MCP Verdict
The neutral registry for MCP servers

Which MCP servers actually work?

A dozen servers promise the same capability. Most have never been run by anyone neutral. Some are broken. Some hand an agent your entire filesystem by default. MCP Verdict installs them, tests what they do, and publishes a verdict, so you can stop guessing and pick one.

No vendor pays for placement. The method is public, one click from every score.

The gap

Every other score reads the label. Almost none of them run the tool.

Several products now put a number on an MCP server. They score the packaging: GitHub stars, manifest quality, declared permissions, provenance, maintenance recency. A score assembled from a project's own metadata is a popularity-and-age score wearing a quality costume, and the author controls most of the inputs. One popular MCP score already has a published guide titled "how to hit 100." A number you can grind toward measures completeness, not quality.

None of that answers the question a builder actually asks. If I point an agent at this server, does it do what it claims, does it stay up across ten calls, how fast is it, and what can it reach on my machine. That answer only comes from running the thing.

The wedge

We run the server and take a side.

Every entry has been installed and exercised against a structured evaluation. We check whether it functions as advertised, how reliably it responds across repeated calls, how fast, and what it can touch on the host. The score is behavioral, built from running the tool, not from reading its npm page. Then a person writes a verdict that says use it or do not.

Here is what that catches. In our first category, two servers pass every functional test and still fail the grade: one ships with unrestricted filesystem access by design and reads /etc/passwd without complaint, and another lets a shell command walk straight out of its sandbox. A metadata score would wave both through. We ran them, so we caught them.

Function

Does it do what it says? We run every advertised tool. Pass, partial, or fail, with notes.

Reliability

How consistently does it respond correctly across repeated calls in one run?

Latency

How fast is it? Scored on a curve: under 250ms is full marks, past three seconds it falls hard.

Security

What can it reach? We test path scoping, allowlists, and escape routes. One high flag caps the score.

The neutrality thesis

We have no servers to sell and no platform to protect.

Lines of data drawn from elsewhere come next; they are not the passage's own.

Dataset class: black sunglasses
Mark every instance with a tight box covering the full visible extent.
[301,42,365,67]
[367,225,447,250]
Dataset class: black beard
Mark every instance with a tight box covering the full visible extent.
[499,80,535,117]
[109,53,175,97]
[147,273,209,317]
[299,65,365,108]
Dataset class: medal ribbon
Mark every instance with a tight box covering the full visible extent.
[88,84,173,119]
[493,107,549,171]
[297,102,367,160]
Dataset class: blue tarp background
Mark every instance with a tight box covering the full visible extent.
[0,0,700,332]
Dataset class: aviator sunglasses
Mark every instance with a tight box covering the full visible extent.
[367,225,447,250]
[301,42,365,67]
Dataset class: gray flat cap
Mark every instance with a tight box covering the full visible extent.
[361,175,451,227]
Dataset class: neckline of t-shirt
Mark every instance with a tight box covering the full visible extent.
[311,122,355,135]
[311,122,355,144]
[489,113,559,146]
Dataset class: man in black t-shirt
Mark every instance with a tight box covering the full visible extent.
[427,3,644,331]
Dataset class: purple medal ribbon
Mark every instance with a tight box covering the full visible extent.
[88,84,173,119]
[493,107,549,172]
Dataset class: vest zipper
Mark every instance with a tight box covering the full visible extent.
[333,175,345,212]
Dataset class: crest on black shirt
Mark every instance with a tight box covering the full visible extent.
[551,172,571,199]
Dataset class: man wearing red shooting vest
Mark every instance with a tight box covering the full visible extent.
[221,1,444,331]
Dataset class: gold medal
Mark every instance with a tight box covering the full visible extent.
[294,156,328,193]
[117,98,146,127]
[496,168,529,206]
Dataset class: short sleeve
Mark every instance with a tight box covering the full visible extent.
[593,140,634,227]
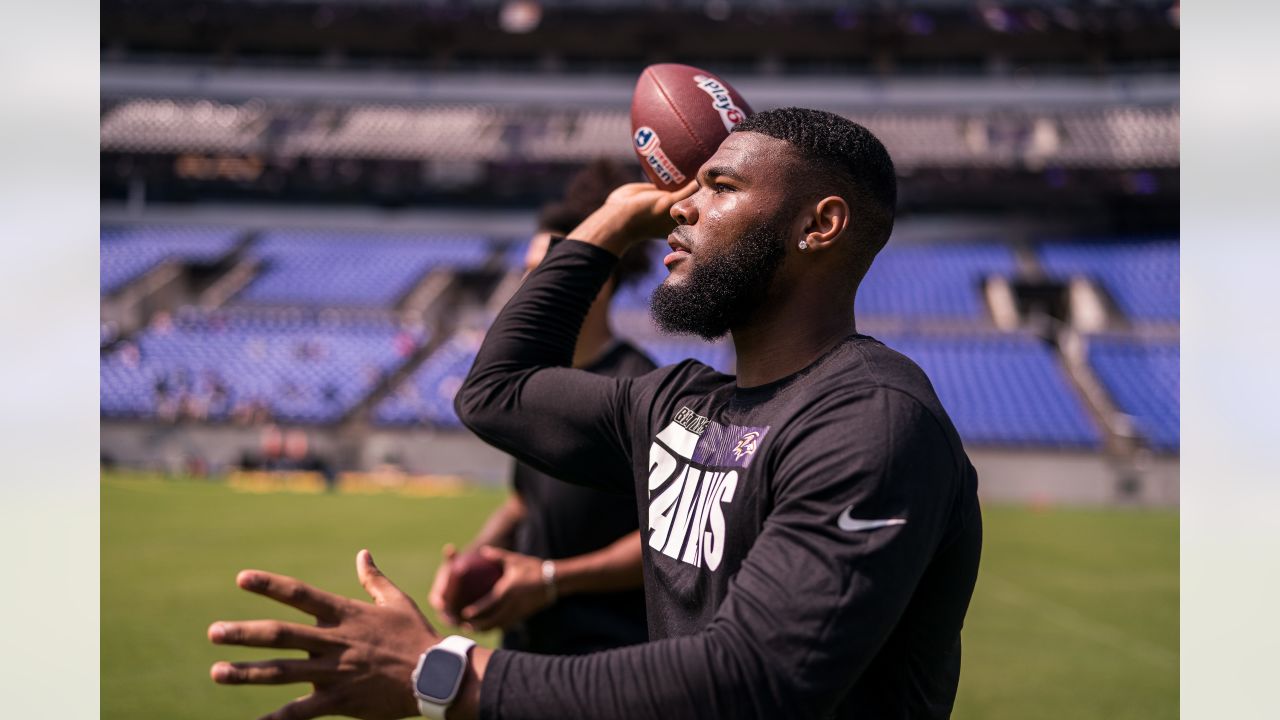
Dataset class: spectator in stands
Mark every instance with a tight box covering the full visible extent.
[430,160,654,655]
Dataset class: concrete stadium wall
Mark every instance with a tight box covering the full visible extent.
[101,421,1179,506]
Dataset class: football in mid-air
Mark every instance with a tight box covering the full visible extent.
[444,552,502,612]
[631,63,751,190]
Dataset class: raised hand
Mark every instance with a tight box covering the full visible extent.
[568,181,698,256]
[209,550,440,720]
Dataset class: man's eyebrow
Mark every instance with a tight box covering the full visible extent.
[699,165,746,182]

Every directory and marketplace that ranks these tools has a reason to. A vendor's store favors the tools that make its platform look good. A directory with a connector gateway favors the tools that route through it. The scorers built on metadata favor whoever fills in the most fields. MCP Verdict runs none of that. We do not host a directory, we do not sell placement, and the scoring weights and the method are published and versioned.

Everyone else scores the packaging. We test the product. We will print a failing grade on a well-funded server and a passing grade on a one-person project when that is what running it shows.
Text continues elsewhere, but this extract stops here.